One of the new topics that has (up to this point) not been covered on Cisco’s CCNA level exams has been the Network Time Protocol (NTP). Time synchronization is used within a network for two main purposes: to maintain very high accuracy synchronization between Time Division Multiplexing (TDM) nodes and to maintain clock time between devices to ensure well organized error reporting and simplifying troubleshooting.
In a TDM network, nodes rely on the accuracy of the time sources between each other to ensure that traffic is sent and received within expected time intervals; this part of clock synchronization is not within the scope of this article and will not be covered further.
NTP is used when maintaining clock time between network nodes; this is very useful information when attempting to troubleshoot problems without a network. Without this synchronization of clock time, tracking the errors reported from one device to another can’t be easily correlated to ensure the root problem encountered can be found.
NTP Clock Hierarchy
The common terminology that is used to reference the accuracy of clocks is called the Stratum hierarchy. The easiest way to think of this structure is to think of a tree structure; at the top of the tree is the most accurate clock and at the bottom is the least accurate.

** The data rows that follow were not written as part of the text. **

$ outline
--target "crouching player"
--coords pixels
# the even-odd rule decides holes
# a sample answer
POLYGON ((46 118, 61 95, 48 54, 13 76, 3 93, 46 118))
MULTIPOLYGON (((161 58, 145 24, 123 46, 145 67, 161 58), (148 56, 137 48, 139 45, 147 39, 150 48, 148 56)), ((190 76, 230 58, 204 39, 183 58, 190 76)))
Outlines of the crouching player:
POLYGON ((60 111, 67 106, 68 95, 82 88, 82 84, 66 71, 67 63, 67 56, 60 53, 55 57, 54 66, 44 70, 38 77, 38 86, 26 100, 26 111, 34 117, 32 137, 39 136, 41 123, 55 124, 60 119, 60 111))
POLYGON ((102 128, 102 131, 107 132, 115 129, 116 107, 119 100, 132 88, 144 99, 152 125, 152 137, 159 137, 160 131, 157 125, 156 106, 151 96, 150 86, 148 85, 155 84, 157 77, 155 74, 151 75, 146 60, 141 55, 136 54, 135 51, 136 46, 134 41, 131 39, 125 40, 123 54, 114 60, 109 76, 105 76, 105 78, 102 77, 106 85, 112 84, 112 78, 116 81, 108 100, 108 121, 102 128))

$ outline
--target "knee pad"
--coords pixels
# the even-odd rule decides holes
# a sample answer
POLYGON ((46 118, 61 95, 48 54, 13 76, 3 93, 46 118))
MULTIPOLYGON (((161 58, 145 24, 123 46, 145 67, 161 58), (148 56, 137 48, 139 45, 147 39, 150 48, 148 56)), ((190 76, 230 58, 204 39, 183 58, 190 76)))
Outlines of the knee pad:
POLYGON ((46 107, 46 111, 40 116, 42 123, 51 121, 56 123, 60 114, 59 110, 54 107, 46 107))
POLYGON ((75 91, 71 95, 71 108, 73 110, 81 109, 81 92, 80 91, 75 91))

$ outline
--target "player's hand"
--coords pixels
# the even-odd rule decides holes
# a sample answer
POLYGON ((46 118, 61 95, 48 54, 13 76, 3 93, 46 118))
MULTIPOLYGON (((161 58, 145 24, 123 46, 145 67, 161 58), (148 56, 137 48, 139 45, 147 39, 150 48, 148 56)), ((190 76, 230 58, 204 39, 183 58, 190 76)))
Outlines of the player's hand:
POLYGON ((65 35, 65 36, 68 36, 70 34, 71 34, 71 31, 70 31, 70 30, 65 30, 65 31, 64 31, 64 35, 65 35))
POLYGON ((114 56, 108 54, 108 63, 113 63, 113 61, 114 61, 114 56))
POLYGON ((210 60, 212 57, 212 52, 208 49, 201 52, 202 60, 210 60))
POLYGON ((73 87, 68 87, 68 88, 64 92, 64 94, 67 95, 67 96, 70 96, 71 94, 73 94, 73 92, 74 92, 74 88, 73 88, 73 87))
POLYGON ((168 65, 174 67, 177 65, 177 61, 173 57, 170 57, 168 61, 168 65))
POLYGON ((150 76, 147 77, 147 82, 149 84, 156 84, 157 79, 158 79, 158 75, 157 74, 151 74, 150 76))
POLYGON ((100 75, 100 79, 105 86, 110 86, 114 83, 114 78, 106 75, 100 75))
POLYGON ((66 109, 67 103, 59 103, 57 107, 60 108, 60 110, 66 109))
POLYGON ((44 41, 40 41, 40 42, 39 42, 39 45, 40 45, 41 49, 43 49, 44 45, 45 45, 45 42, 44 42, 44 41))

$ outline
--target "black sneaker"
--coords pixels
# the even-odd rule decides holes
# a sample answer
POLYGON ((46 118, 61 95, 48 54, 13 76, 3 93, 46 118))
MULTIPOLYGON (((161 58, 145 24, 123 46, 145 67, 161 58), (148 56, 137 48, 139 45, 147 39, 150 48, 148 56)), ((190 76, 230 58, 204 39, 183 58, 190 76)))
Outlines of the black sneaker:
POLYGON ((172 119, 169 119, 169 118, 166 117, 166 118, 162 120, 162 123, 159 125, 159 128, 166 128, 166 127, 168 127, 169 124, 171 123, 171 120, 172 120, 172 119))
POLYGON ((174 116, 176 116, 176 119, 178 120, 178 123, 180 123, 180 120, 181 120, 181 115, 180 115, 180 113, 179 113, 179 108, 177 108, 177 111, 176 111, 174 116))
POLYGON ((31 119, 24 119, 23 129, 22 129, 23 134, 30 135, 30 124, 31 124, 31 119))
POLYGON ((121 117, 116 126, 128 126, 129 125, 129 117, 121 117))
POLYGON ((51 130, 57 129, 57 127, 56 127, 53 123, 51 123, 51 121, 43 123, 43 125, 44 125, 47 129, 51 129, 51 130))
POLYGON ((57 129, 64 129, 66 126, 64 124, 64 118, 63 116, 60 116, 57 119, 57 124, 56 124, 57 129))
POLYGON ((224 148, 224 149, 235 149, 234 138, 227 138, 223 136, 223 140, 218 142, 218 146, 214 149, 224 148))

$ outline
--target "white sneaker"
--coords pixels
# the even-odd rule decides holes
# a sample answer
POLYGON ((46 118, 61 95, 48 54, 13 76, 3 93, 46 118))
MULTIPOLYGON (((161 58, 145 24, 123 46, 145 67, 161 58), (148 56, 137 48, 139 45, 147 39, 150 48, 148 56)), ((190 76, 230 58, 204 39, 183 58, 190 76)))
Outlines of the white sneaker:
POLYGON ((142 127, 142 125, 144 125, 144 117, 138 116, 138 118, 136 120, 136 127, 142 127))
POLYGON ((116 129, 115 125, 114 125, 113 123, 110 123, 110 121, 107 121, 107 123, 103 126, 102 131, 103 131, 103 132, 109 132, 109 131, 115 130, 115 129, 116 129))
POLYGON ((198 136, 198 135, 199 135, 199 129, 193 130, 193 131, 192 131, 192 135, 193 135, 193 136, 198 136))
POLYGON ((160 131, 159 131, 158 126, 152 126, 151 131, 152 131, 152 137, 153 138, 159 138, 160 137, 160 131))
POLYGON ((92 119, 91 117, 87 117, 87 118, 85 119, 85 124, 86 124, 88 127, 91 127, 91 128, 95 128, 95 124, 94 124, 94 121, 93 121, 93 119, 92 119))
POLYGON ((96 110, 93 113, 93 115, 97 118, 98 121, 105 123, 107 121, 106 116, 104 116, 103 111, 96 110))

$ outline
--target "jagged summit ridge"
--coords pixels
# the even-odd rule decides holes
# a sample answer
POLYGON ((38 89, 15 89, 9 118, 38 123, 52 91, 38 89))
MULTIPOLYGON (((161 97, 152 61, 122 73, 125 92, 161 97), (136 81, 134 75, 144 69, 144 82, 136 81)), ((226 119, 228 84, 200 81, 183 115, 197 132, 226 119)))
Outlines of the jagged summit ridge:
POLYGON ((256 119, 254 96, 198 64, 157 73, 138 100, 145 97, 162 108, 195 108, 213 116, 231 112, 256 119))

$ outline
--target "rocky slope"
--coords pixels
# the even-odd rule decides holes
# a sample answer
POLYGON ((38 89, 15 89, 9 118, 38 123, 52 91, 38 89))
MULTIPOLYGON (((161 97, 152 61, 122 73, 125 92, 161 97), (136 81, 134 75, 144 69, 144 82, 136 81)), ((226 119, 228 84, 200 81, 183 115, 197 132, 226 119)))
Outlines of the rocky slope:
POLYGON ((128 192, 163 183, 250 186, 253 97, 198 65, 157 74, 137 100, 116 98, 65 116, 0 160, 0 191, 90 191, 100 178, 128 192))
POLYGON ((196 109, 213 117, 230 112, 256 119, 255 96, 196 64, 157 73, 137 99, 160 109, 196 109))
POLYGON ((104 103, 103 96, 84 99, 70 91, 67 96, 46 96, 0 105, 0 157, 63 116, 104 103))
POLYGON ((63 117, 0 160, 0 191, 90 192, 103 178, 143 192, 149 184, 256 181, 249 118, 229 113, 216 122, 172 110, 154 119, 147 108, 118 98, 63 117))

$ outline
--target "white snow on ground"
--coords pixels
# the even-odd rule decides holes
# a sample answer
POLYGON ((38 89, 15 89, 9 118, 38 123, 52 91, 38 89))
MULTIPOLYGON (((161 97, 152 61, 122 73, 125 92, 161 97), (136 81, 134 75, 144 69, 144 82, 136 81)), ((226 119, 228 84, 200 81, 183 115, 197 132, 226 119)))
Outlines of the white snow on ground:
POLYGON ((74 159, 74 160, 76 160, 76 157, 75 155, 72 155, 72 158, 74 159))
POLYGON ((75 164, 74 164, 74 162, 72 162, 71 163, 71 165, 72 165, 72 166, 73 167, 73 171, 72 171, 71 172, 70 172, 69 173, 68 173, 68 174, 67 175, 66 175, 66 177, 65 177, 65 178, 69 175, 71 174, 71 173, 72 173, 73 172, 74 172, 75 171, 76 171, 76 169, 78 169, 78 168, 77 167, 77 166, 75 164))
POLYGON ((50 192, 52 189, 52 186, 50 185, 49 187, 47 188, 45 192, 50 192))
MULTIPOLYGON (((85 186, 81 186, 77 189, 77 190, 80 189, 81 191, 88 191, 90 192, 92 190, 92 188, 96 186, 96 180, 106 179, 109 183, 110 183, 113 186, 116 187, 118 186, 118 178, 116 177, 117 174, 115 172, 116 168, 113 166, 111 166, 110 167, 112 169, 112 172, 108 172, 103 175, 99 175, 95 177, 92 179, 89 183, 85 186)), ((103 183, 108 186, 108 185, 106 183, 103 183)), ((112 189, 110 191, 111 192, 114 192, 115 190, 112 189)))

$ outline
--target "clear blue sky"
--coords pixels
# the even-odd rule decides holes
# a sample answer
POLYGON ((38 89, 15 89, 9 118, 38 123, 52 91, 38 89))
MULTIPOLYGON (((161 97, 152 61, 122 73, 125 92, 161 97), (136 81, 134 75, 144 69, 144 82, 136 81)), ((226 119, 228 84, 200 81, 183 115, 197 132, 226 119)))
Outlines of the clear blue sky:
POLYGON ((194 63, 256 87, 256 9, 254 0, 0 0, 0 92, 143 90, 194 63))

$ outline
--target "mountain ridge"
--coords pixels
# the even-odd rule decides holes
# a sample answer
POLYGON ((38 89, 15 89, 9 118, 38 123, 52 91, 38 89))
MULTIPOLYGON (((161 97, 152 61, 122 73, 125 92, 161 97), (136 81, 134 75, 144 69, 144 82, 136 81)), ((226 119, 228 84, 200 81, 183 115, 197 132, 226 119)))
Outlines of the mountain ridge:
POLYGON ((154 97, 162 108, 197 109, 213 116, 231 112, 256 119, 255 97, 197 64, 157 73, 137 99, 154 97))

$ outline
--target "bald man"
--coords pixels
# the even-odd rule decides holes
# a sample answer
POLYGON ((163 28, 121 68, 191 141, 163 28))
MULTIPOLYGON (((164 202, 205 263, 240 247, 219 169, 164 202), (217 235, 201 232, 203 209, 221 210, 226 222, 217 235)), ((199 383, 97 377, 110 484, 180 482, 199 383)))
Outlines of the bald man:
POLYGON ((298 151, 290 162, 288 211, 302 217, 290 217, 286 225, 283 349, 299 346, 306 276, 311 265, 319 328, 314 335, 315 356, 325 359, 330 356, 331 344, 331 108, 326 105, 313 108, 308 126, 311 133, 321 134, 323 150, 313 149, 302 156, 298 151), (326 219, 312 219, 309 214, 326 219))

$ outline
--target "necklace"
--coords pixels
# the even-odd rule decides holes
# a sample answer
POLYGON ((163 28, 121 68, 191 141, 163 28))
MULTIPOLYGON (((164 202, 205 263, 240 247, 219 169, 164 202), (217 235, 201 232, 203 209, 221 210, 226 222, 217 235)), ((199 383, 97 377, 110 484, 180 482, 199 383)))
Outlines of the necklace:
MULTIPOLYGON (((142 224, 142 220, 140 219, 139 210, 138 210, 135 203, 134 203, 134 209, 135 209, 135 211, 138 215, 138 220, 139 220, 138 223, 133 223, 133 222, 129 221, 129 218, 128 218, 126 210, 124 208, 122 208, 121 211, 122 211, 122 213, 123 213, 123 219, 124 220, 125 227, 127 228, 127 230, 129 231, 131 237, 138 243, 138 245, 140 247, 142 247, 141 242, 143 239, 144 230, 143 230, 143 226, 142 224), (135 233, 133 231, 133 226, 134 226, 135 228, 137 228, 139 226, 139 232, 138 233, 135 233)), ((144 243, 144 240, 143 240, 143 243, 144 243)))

The most accurate clock available is referred to as a Reference clock or a Stratum 0 clock source. This level of clock accuracy is not available over a network and is only located in a few world locations as this type of source is extremely expensive. A Stratum 1 clock source is the most accurate network source available, and is usually directly connected to a Stratum 0 clock. Each time a network clock signal traverses down another branch of the tree, it loses a single Stratum of clock accuracy. So, if a computer within a network obtains its clock from a Stratum 1 source, its clock would be considered a Stratum 2 time source and so on up to a maximum of a Stratum 15 (Stratum 16 is equivalent to no external clock at all). On a typical network, no network device should be using a source that is lower than a Stratum 3 source.

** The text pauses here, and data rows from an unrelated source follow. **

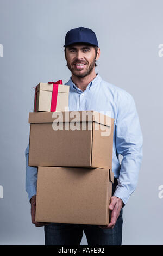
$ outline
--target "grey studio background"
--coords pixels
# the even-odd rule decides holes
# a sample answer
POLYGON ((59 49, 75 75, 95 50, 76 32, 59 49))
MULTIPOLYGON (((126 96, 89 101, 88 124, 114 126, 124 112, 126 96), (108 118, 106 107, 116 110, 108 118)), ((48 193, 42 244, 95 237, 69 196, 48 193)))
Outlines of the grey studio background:
MULTIPOLYGON (((28 113, 39 82, 68 80, 62 46, 66 33, 79 26, 97 35, 96 72, 133 96, 143 135, 122 243, 163 244, 162 9, 161 0, 0 0, 1 245, 44 244, 25 191, 28 113)), ((81 244, 87 245, 85 235, 81 244)))

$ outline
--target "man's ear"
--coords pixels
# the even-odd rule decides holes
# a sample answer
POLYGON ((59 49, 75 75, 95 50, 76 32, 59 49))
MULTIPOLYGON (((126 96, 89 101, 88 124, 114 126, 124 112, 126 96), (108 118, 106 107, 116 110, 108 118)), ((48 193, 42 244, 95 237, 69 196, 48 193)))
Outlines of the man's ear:
POLYGON ((100 56, 100 48, 98 48, 97 51, 96 58, 95 60, 97 60, 99 59, 99 56, 100 56))

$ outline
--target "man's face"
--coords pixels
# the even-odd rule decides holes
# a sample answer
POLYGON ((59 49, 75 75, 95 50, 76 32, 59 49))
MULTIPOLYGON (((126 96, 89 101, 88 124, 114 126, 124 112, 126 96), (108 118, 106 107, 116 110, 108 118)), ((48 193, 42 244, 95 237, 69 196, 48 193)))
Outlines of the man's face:
POLYGON ((85 77, 95 68, 96 56, 95 48, 89 45, 74 44, 66 48, 65 58, 67 65, 74 76, 85 77))

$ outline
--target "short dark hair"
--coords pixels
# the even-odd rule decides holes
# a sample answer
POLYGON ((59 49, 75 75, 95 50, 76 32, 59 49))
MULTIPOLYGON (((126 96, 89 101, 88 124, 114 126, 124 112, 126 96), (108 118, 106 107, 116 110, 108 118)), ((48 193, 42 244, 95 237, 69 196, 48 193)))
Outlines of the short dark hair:
MULTIPOLYGON (((97 53, 98 47, 96 46, 95 45, 92 45, 92 46, 94 48, 94 49, 95 49, 95 59, 96 59, 96 56, 97 56, 97 53)), ((66 56, 66 48, 67 47, 65 47, 65 50, 64 50, 65 56, 66 56)), ((95 68, 96 66, 97 66, 97 65, 96 64, 96 62, 95 62, 95 68)))

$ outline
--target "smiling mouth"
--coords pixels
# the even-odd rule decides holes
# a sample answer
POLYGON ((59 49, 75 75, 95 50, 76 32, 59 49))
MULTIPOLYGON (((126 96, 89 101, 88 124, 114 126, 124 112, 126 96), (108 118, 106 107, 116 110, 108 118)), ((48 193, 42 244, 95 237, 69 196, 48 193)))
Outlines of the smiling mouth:
POLYGON ((74 64, 75 67, 78 69, 82 69, 82 68, 84 68, 85 65, 86 65, 86 63, 74 64))

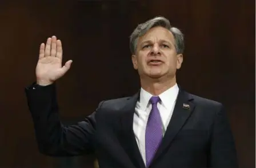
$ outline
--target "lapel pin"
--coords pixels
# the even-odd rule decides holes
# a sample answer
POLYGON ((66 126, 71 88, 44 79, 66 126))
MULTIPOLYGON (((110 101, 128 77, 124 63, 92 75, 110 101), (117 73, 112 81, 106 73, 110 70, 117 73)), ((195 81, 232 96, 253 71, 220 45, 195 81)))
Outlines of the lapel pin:
POLYGON ((190 109, 190 107, 187 104, 183 104, 183 109, 185 110, 189 110, 190 109))

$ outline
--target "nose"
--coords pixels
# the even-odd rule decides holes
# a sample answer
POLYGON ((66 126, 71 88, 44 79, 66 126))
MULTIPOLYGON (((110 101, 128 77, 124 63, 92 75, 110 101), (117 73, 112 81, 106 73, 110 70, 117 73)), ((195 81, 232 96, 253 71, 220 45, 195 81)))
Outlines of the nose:
POLYGON ((151 48, 151 50, 150 51, 150 54, 151 55, 158 55, 160 54, 159 50, 160 50, 160 49, 159 49, 158 45, 155 44, 154 45, 154 46, 151 48))

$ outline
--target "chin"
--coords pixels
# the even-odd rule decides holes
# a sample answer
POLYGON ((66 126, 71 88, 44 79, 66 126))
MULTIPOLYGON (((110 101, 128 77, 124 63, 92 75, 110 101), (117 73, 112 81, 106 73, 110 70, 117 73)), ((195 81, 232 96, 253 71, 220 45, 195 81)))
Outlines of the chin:
POLYGON ((148 75, 149 77, 153 79, 158 79, 163 76, 162 74, 161 73, 151 73, 148 75))

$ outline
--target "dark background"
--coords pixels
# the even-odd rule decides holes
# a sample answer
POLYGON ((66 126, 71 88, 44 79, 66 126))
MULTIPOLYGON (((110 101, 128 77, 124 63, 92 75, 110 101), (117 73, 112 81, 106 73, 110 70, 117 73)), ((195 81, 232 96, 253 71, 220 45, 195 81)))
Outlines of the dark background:
POLYGON ((1 167, 92 167, 93 156, 53 158, 38 151, 24 89, 35 81, 39 45, 55 35, 63 61, 73 60, 57 83, 68 124, 102 100, 137 91, 129 36, 159 15, 185 34, 178 83, 226 106, 241 167, 255 167, 255 1, 16 1, 0 2, 1 167))

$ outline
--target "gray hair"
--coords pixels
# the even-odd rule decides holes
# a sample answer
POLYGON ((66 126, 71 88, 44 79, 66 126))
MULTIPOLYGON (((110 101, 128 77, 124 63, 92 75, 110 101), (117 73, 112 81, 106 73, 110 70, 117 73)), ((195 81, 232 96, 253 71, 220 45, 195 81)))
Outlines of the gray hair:
POLYGON ((172 27, 167 19, 157 17, 139 24, 134 30, 130 37, 130 49, 132 54, 135 53, 138 38, 145 35, 150 29, 157 26, 163 27, 171 31, 174 37, 175 48, 177 54, 182 54, 185 48, 184 35, 178 28, 172 27))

Figure 1 shows a visual representation of the Stratum hierarchy.
Figure 1 Stratum hierarchy example
As mentioned in the introduction, NTP is a protocol used on networks to maintain clock time. Most modern PCs are pre-configured to use common trusted Internet clocks to synchronize clock time without many people even knowing. NTP uses IP (or IPv6) to synchronize the clocks of a network (specifically UDP port 123), and is probably one of the most underused protocols on many small- to medium-sized networks. The implementation of NTP is very simple on LAN-based networks and is not overly complex to configure on WAN networks; often the problem is familiarity. With Cisco adding NTP to the CCNA exams, knowledge of NTP should become a requisite skill for all new network engineers.
There are two different main ways to configure NTP: poll-based and broadcast-based. On poll-based NTP implementations, devices are specifically configured with the addresses of the time sources that they will use as their clock source; these addresses are then polled on regular intervals to ensure accurate (or at least synchronous) time. When using a broadcast-based NTP implementation, the NTP servers send out broadcasts of the NTP clock; listening NTP clients are then able to use this information to synchronize their clocks.
Poll-based NTP implementations are also split into two additional modes of operation: client (only) mode and symmetric active mode. When in NTP client mode, a device is tasked with requesting and receiving time from an NTP server; the NTP server will ignore any time related information sent from the client. When in NTP symmetric active mode, a device is tasked with both requesting time from an NTP server and responding to time requests from configured peers; in this scenario, the configured peers work together to obtain the best time should a known authoritative source go unreachable.
One issue that needs to be addressed early for those learning NTP is that the security of the NTP system is vital. If a rouge clock source was able to penetrate into a network, it enables attackers the ability to alter vital systems clocks and thus make correlating illegal activity almost impossible (just imagine attempting to match up surveillance time codes or server activity logs).
Cisco offers a number of different methods of securing NTP including NTP access groups (in combination with configured access lists) and NTP authentication. Every publically accessible NTP deployment should at very least be isolated with access-lists to ensure rouge internal or external clocks can’t be inserted into the NTP time hierarchy.
It is almost impossible to find any large-scale enterprise that does not use NTP within their infrastructure (and if you can you really have to wonder about their network management). Where clock synchronization seems to be implemented less is in small- and medium-sized networks where the network management either is not familiar with how NTP works or does not see their network as big enough to require its use. In either case, it very important for any network engineer/administrator to implement NTP to ensure accurate clocks, not only to greatly improve the effectiveness and speed of troubleshooting, but to also ensure that if any security incident does happen to the network, it can be accurately tracked and investigated.
The next article in this series will cover the configuration of NTP, and it will show that this configuration is not overly complex and can be done without requiring any additional funding with only the functionality that is built into all Cisco routers (and most of their other devices). I hope that in reading this article, you will be motivated to look into the possibilities that exist with NTP and how easy it really is to configure it within a Cisco (as well as most other vendors) networks.